A civilization in Civilization Revolution 2
|Begin the game with||Automatic upgrades for elite units|
At the time of the Roman Empire, the area that would become Germany was inhabited by fierce Germanic tribes. Despite repeated efforts by many determined Roman generals including Julius Caesar, Rome was never able to fully conquer the northern "barbarians," and by the fourth century AD the western portion of the weakened Empire was largely overrun by the German tribes (who in turn were fleeing the advances of the Huns from the east).
Over the next thousand years Germany would remain divided between many feudal kingdoms. Periodically a great ruler - Frederick Barbarossa (1155-1190), for example - might temporarily unite the region, but the unification rarely lasted beyond the ruler's death.
Out of the hundreds of states that made up Germany, it was the kingdom of Prussia that would eventually succeed in bringing them together. Beginning as a small duchy on the shores of the Baltic Sea, the rulers of Prussia gradually accumulated more and more territory through a combination of warfare and marriage agreements. King Frederick William I (1713-40) trained the Prussian army to be one of the finest in Europe, and his son Frederick II (1740-86) - also known as Frederick the Great - used it to win a series of military victories against the larger kingdoms of Austria and Russia.
Following its humiliation and defeat in the wars of the French Revolution and Napoleon, Prussia reorganized itself along more modern lines. Under the brilliant statesman and strategist Otto von Bismarck, within a decade Prussia had unified Germany - or, as some would say, Prussia had conquered it.

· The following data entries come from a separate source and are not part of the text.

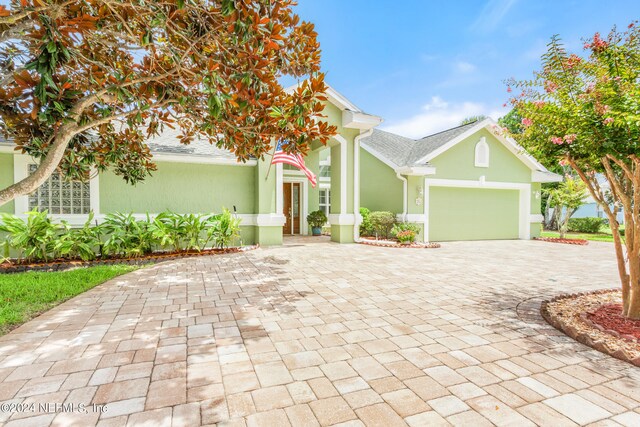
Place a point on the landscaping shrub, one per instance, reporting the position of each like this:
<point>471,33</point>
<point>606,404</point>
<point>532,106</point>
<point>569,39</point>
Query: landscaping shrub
<point>366,229</point>
<point>224,230</point>
<point>76,243</point>
<point>128,236</point>
<point>40,239</point>
<point>405,226</point>
<point>34,238</point>
<point>382,222</point>
<point>585,225</point>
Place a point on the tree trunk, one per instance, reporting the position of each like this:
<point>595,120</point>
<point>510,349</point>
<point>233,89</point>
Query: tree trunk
<point>48,165</point>
<point>59,144</point>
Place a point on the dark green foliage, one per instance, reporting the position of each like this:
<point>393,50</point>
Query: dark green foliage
<point>316,218</point>
<point>382,222</point>
<point>124,235</point>
<point>585,225</point>
<point>366,229</point>
<point>33,238</point>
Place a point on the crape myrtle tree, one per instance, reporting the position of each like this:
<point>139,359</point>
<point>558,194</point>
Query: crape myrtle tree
<point>84,83</point>
<point>584,111</point>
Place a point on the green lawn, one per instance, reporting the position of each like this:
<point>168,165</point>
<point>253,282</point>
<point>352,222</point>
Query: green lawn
<point>603,236</point>
<point>24,296</point>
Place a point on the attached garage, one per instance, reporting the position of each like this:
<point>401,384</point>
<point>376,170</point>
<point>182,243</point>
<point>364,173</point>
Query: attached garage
<point>473,214</point>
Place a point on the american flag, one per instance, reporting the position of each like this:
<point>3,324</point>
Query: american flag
<point>295,160</point>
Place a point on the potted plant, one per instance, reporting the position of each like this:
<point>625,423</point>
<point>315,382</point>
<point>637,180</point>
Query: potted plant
<point>316,220</point>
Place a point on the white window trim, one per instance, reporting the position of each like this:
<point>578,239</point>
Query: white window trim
<point>482,145</point>
<point>21,164</point>
<point>524,206</point>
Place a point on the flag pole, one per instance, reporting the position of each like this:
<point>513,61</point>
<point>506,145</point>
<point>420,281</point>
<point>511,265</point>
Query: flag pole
<point>271,163</point>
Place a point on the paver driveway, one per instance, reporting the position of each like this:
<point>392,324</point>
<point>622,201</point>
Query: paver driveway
<point>326,333</point>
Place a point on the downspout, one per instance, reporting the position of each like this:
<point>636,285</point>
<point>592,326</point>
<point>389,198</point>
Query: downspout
<point>405,196</point>
<point>356,183</point>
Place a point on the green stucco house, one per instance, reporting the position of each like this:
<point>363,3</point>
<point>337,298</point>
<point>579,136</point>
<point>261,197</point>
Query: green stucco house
<point>464,183</point>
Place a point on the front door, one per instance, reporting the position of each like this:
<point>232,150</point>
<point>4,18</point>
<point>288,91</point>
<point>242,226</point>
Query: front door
<point>291,205</point>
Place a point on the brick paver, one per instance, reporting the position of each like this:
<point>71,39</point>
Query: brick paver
<point>319,334</point>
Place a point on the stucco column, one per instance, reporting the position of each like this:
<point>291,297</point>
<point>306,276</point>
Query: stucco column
<point>268,203</point>
<point>342,217</point>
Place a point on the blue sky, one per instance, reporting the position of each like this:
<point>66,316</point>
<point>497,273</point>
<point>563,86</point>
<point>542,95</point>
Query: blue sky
<point>424,65</point>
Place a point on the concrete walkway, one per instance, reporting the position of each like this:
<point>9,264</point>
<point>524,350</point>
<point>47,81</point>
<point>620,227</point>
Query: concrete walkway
<point>310,334</point>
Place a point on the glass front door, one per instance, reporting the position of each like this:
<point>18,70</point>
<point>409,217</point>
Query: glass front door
<point>291,207</point>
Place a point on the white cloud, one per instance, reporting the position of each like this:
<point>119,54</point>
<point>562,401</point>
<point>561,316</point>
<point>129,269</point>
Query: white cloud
<point>491,15</point>
<point>463,67</point>
<point>439,115</point>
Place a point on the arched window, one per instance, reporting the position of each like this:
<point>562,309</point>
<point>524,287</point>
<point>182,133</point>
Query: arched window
<point>482,153</point>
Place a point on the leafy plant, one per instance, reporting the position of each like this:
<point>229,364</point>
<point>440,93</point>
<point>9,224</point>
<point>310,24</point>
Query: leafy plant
<point>566,199</point>
<point>406,236</point>
<point>127,235</point>
<point>405,226</point>
<point>585,225</point>
<point>76,243</point>
<point>366,229</point>
<point>33,238</point>
<point>316,218</point>
<point>382,222</point>
<point>224,229</point>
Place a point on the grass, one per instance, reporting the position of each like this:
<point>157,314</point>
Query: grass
<point>24,296</point>
<point>597,237</point>
<point>603,236</point>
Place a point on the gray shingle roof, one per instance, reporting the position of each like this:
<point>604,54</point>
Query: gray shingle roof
<point>406,151</point>
<point>430,143</point>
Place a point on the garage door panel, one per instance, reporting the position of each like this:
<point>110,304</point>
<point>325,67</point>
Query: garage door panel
<point>473,214</point>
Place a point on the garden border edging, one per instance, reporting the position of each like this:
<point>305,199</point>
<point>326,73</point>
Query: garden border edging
<point>151,259</point>
<point>583,337</point>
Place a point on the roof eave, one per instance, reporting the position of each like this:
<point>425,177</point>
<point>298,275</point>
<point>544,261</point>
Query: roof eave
<point>545,176</point>
<point>359,120</point>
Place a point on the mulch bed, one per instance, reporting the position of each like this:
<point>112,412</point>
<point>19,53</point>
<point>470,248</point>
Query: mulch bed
<point>580,242</point>
<point>59,265</point>
<point>394,244</point>
<point>594,319</point>
<point>608,317</point>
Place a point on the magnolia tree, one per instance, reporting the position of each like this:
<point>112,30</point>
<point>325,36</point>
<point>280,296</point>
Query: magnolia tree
<point>84,83</point>
<point>584,111</point>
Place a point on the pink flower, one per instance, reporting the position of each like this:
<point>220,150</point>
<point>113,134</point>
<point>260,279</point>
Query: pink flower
<point>597,45</point>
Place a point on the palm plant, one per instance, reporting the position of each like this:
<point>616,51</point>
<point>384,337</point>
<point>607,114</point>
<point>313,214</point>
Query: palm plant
<point>128,236</point>
<point>76,243</point>
<point>33,238</point>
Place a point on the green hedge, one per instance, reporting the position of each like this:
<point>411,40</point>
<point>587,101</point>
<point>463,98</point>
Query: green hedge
<point>39,238</point>
<point>585,225</point>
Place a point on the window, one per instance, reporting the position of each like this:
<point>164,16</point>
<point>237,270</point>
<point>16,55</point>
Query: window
<point>325,171</point>
<point>482,153</point>
<point>59,196</point>
<point>325,201</point>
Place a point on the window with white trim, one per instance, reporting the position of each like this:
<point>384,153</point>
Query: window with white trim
<point>325,201</point>
<point>482,153</point>
<point>60,196</point>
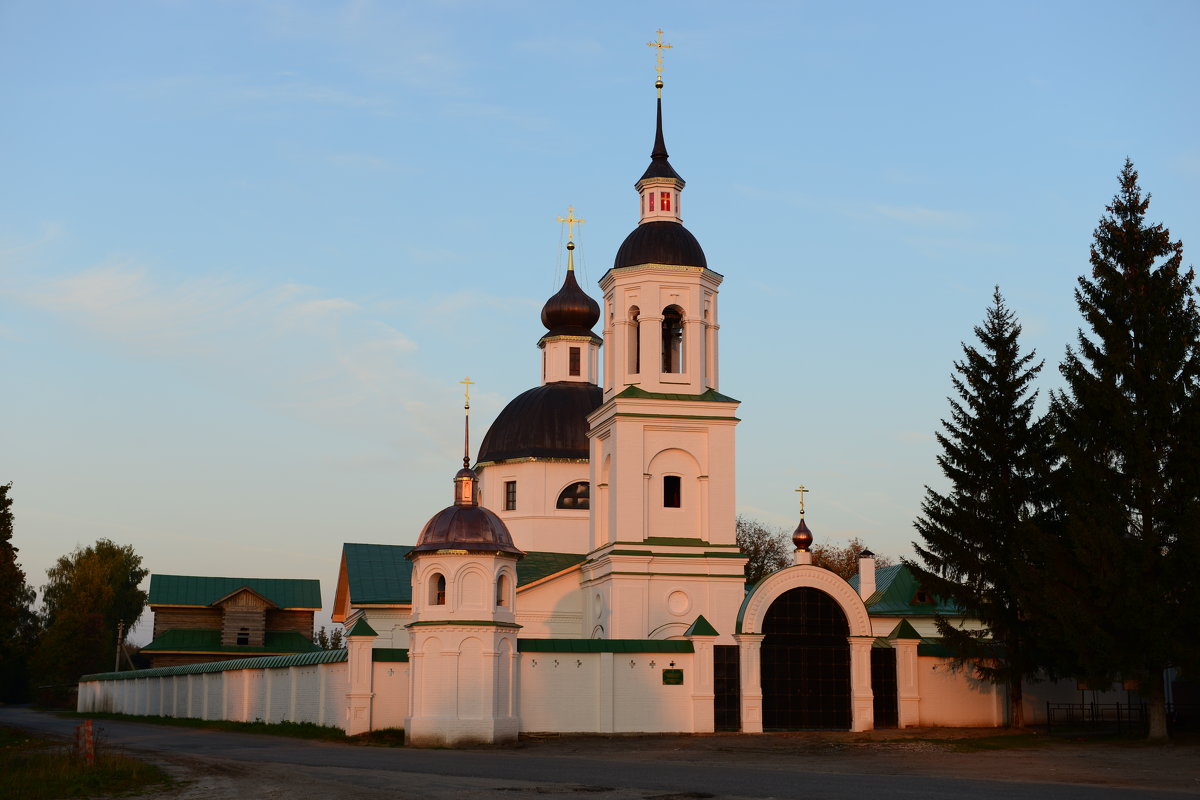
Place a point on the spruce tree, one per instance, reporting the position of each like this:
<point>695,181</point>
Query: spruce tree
<point>1125,597</point>
<point>976,535</point>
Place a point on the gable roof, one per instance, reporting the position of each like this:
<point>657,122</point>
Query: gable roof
<point>895,593</point>
<point>381,575</point>
<point>205,590</point>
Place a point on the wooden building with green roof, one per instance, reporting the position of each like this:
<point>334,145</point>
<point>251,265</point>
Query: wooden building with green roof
<point>202,618</point>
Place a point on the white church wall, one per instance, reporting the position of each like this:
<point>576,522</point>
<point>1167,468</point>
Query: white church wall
<point>552,608</point>
<point>604,692</point>
<point>952,699</point>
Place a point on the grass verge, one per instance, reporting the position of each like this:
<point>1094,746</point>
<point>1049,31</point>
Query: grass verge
<point>41,769</point>
<point>383,738</point>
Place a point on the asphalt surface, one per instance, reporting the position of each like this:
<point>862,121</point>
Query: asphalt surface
<point>507,774</point>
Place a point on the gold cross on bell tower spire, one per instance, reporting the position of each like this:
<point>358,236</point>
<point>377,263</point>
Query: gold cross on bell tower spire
<point>571,221</point>
<point>658,60</point>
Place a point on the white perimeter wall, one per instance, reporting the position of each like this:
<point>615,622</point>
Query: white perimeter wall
<point>311,693</point>
<point>605,692</point>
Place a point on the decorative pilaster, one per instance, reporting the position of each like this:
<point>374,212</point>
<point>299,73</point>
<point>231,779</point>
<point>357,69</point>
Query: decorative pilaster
<point>360,666</point>
<point>749,666</point>
<point>862,698</point>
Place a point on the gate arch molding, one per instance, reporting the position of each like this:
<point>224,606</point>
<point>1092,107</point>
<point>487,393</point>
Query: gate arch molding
<point>754,607</point>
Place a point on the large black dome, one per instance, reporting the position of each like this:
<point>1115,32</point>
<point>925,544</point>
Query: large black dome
<point>660,242</point>
<point>549,421</point>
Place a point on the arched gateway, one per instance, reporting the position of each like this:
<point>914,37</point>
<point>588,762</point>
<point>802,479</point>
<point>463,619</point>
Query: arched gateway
<point>805,644</point>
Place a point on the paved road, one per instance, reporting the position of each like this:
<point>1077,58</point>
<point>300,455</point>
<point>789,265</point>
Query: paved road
<point>327,769</point>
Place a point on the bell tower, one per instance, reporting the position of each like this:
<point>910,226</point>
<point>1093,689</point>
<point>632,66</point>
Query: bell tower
<point>663,546</point>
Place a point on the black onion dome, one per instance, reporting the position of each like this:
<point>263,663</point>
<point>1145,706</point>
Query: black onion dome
<point>466,528</point>
<point>550,421</point>
<point>659,164</point>
<point>570,312</point>
<point>660,242</point>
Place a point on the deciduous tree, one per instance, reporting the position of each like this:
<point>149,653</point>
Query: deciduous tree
<point>90,593</point>
<point>976,536</point>
<point>18,625</point>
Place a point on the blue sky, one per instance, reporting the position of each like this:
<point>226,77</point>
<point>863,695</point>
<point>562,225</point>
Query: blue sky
<point>249,248</point>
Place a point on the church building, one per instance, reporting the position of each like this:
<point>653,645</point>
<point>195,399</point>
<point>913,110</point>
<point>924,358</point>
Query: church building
<point>586,575</point>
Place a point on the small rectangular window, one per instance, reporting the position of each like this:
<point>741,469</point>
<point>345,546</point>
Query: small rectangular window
<point>672,492</point>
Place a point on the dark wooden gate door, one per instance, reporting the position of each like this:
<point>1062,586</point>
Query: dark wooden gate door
<point>805,663</point>
<point>726,687</point>
<point>883,686</point>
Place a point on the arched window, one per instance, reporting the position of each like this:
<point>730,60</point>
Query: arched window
<point>635,341</point>
<point>437,589</point>
<point>672,340</point>
<point>672,492</point>
<point>576,497</point>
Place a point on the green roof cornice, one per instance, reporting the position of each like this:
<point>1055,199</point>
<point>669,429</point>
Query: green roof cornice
<point>701,627</point>
<point>708,396</point>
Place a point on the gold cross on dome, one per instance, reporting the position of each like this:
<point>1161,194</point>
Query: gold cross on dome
<point>658,59</point>
<point>571,221</point>
<point>467,383</point>
<point>803,492</point>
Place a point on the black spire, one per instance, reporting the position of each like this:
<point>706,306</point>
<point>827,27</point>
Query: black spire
<point>659,164</point>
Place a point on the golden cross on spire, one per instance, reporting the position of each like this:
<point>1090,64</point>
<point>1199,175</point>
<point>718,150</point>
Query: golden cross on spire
<point>658,59</point>
<point>571,221</point>
<point>803,492</point>
<point>467,383</point>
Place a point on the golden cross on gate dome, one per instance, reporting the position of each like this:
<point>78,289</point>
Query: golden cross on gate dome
<point>658,59</point>
<point>467,383</point>
<point>803,492</point>
<point>571,221</point>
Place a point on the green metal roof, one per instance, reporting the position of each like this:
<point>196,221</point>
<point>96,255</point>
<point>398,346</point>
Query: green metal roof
<point>701,627</point>
<point>379,573</point>
<point>895,595</point>
<point>204,590</point>
<point>711,396</point>
<point>604,645</point>
<point>361,627</point>
<point>904,630</point>
<point>262,662</point>
<point>205,641</point>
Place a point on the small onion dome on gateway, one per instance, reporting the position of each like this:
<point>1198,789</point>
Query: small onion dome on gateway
<point>466,525</point>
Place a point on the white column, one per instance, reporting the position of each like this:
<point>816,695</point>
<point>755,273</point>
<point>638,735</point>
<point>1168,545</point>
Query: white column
<point>702,687</point>
<point>862,698</point>
<point>361,669</point>
<point>907,689</point>
<point>750,675</point>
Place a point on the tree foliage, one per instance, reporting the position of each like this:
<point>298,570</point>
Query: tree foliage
<point>89,594</point>
<point>18,624</point>
<point>767,548</point>
<point>977,536</point>
<point>1125,600</point>
<point>328,639</point>
<point>844,560</point>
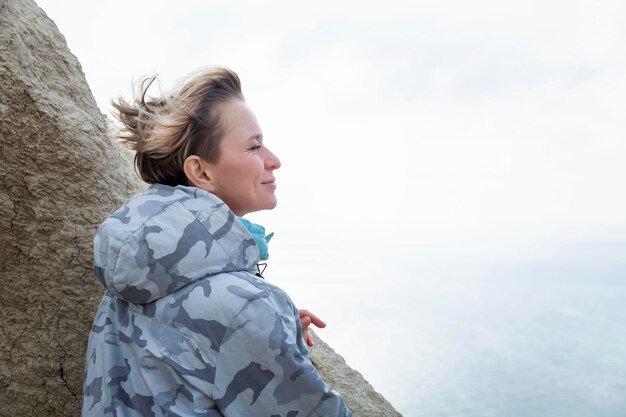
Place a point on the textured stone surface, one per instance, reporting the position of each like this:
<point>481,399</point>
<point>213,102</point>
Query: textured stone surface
<point>60,175</point>
<point>358,394</point>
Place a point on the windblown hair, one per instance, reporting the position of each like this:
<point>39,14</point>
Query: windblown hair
<point>163,131</point>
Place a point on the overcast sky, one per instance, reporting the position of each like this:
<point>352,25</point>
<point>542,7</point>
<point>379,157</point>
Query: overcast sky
<point>416,121</point>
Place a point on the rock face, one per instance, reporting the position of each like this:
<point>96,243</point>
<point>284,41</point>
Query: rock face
<point>358,394</point>
<point>61,174</point>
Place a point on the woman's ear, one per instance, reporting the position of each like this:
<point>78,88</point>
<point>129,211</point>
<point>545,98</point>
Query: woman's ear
<point>198,173</point>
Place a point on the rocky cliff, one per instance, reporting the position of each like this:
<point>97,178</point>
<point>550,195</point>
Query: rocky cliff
<point>60,175</point>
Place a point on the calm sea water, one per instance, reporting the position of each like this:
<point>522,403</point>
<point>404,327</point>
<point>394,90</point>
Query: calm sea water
<point>473,330</point>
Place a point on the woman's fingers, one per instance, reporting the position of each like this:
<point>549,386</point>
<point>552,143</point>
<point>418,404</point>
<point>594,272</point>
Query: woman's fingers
<point>314,319</point>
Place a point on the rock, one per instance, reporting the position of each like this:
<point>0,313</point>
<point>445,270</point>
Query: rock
<point>358,394</point>
<point>61,174</point>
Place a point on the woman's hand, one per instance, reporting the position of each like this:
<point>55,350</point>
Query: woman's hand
<point>306,319</point>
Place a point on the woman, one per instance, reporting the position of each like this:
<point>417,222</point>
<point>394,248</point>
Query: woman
<point>186,327</point>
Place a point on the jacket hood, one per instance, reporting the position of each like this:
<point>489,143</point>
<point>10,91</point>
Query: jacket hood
<point>167,237</point>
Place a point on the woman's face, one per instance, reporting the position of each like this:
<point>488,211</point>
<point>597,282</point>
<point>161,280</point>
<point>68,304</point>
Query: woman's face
<point>243,176</point>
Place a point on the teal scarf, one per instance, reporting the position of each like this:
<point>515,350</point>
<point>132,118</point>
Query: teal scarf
<point>258,233</point>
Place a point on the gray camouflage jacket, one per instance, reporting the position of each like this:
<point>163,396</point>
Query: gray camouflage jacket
<point>185,328</point>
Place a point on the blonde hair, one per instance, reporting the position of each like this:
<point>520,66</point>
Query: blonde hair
<point>163,131</point>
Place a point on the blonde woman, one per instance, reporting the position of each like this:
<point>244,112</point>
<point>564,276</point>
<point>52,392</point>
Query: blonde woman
<point>187,327</point>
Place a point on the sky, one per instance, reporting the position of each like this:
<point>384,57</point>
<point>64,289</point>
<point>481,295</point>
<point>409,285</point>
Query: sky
<point>494,130</point>
<point>420,121</point>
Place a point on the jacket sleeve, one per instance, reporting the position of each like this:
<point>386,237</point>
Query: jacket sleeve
<point>263,367</point>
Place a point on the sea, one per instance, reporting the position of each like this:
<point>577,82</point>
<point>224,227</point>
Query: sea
<point>472,328</point>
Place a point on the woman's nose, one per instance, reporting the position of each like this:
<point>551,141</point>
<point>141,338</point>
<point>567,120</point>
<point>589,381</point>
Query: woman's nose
<point>271,161</point>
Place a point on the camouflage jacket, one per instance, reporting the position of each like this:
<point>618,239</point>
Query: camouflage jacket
<point>185,328</point>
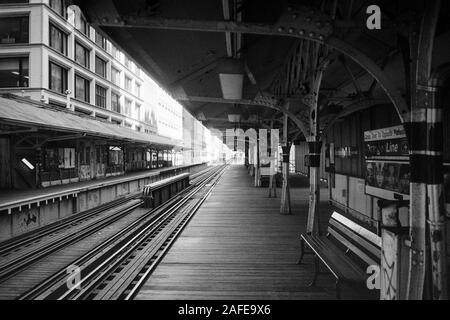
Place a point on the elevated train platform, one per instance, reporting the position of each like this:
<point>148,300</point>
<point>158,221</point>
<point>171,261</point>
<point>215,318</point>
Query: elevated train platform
<point>238,246</point>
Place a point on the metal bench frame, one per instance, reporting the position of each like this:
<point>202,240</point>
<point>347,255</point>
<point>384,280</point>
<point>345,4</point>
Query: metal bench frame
<point>369,246</point>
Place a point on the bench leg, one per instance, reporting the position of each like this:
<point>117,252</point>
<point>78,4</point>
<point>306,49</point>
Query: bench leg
<point>316,271</point>
<point>302,251</point>
<point>338,289</point>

The same nationalism that had brought unity would also bring disaster. Ignoring the careful diplomacy that had isolated Prussia's opponent in each of Bismarck's wars, Germany rushed into World War I against a coalition of Britain, France, and Russia. Despite initial successes, the war eventually turned into a stalemate that Germany could not win, especially once the United States entered the war on the Entente side in 1917.
Already staggering under a vengeful peace imposed by the Western Allies following World War I, the worldwide economic collapse that began in 1929 proved the catalyst for political extremism. Mobilizing the political and economic resentments generated by defeat and depression, the fascist National Socialist (Nazi) party came to power, and in 1933 Adolph Hitler became chancellor.
World War II is appropriately called "Hitler's War." Spearheaded by Panzer formations using revolutionary new tactics, Hitler came close to realizing his aim of establishing German hegemony in Europe. But the turning point of the war came with his decision to send his Panzers into Soviet Russia. Though at the end of 1942 an ultimate German victory still seemed possible, by spring 1945 the Third Reich was prostrate. As a legacy of surrender and the ensuing Cold War, Germany was divided into two zones of military occupation. While under Soviet rule East Germany suffered and stagnated, West Germany's recovery from total economic and political prostration at the end of World War II was of such dramatic proportions as to become a modern legend.
The swift and unexpected downfall of the Soviet order in Europe led to a unification treaty, ratified by the West German Bundestag and the East German People's Chamber in September 1990. After 45 years of division, Germany was once again a united nation. Today Germany is one of the world's economic powerhouses, and a leading force in the European Union.
Two of history's most influential Europeans were German: Johannes Gutenberg, inventor of the printing press in the West and Martin Luther, founder of Protestantism.
The world's first modern automobiles were created in Germany in the late nineteenth century.
Beethoven, Mozart, Brahms, Wagner and Bach, five of the most famous musicians in history, were all German-borne. Must be something in the water.